Pengadilan Negeri Jakarta Utara (PN Jakut) menjatuhkan hukuman 2 tahun dan 9 bulan penjara kepada WN Yaman, Mahmud. Majelis memutuskan Mahmud terbukti memalsukan buku nikah dengan maksud untuk mengakali administrasi imigrasi berupa izin tinggal.

PN Jakut menyatakan Mahmud terbukti bersalah secara sah dan meyakinkan melakukan pelanggaran terhadap Pasal 123 huruf a UU Nomor 6 tahun 2011 tentang Keimigrasian. Yaitu mengenai pemberian surat atau data palsu atau yang dipalsukan atau keterangan tidak benar secara sengaja dengan maksud untuk memperoleh visa atau izin tinggal bagi dirinya sendiri.

"Menjatuhkan hukuman berupa hukuman pidana penjara selama 2 tahun dan 9 bulan serta denda sebesar Rp 300 juta subsider 1 bulan kurungan penjara," putus majelis sebagaimana dilansir Sistem Informasi Penelusuran Perkara (SIPP)) PN Jakut, Jumat (12/11/2021).

Putusan itu diketok Kamis (11/11) kemarin dengan ketua majelis Hotnar Simarmata. Menanggapi putusan itu, Kepala Bagian Humas dan Umum Ditjen Imigrasi, Arya Pradhana Anggakara menyatakan menghormati putusan itu.
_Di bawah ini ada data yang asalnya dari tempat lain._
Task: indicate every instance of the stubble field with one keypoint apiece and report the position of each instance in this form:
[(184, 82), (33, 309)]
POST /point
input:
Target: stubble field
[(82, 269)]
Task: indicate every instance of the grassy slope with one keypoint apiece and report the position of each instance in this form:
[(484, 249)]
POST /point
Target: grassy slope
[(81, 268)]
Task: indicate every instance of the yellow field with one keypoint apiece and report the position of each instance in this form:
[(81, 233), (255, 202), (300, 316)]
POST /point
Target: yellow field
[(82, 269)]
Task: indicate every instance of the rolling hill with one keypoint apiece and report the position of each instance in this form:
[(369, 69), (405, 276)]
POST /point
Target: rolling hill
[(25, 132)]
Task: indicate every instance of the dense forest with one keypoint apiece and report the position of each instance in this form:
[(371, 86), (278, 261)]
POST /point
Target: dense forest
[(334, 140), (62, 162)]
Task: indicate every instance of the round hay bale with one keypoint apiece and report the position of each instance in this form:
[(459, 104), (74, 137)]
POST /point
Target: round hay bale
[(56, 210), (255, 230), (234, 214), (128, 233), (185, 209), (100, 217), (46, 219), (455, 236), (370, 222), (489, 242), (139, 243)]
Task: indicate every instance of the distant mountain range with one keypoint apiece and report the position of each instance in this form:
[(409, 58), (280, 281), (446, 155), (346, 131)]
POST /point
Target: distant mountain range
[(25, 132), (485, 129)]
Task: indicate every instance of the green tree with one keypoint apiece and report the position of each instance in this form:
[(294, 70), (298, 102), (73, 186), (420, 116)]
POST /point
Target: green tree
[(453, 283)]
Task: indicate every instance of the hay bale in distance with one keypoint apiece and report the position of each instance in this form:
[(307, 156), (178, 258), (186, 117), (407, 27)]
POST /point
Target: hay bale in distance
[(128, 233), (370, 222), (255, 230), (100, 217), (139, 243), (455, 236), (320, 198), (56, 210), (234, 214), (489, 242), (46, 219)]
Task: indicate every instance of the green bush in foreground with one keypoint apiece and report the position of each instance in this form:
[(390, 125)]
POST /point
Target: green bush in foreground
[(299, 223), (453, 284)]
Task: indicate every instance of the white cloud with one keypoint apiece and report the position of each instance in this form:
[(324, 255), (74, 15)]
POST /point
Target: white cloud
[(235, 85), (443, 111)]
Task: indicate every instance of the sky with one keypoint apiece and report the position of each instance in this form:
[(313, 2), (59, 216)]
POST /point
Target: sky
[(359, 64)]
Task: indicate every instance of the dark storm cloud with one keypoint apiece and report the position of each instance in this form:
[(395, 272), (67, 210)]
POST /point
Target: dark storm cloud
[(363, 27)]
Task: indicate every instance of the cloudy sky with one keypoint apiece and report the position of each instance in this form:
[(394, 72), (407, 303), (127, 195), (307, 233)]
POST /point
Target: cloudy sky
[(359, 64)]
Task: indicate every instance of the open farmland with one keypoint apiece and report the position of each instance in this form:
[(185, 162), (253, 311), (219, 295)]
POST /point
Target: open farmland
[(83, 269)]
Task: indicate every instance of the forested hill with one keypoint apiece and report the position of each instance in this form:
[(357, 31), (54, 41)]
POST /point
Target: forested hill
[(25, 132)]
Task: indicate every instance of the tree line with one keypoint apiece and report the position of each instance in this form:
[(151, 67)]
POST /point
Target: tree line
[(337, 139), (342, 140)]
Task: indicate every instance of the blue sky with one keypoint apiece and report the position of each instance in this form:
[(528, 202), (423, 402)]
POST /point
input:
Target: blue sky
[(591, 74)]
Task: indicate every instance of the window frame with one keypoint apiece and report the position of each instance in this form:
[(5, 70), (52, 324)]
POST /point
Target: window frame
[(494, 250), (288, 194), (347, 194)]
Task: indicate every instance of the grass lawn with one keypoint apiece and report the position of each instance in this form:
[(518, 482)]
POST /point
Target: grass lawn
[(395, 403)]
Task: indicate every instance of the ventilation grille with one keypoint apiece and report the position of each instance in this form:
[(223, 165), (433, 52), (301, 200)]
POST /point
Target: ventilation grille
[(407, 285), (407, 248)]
Arya menceritakan kasus ini bermula saat Petugas Imigrasi Kantor Imigrasi Jakarta Pusat dihubungi oleh anggota Tim Pengawasan Orang Asing (Timpora) di Kantor Kedubes Yaman.

Setelah dilakukan pengecekan, diketahui paspor Mahmud sedang berada di Kantor Imigrasi Serang untuk permohonan alih status dari izin tinggal terbatas (ITAS) penyatuan keluarga ke izin tinggal tetap (ITAP) pada 27 Oktober 2020. Di sisi lain, Mahmud juga tercatat dalam Daftar Pencarian Orang (DPO) Sub Direktorat Penyidikan Ditjen Imigrasi.

"Saat itu petugas imigrasi di Kanim Serang curiga karena rentang waktu pengajuan alih status izin tinggal yang terlalu dekat dengan izin tinggal sebelumnya," ungkap Angga.

Berdasarkan hasil pemeriksaan didapati pernikahan WNA tersebut tidak tercatat di register KUA Kecamatan Tanjung Priok, Jakarta Utara. Terdapat beberapa kejanggalan pada buku nikah yang ditunjukkan oleh Mahmud, antara lain tidak terdaftarnya nomor registrasi yang tercantum, penulisan masih menggunakan tangan, serta ketidaksesuaian stempel KUA dan tanda tangan Kepala KUA.

"Mahmud telah ditahan di ruang Detensi Imigrasi Dijen Imigrasi sejak 6 April 2021 dan dibatalkan izin tinggalnya pada hari yang sama. Setelah berkas perkara dinyatakan lengkap, MHAS ditahan oleh jaksa di Rutan Cipinang pada 16 Agustus 2021 dan sidang pertama terhadap MHAS dilakukan pada 16 September 2021," beber Arya.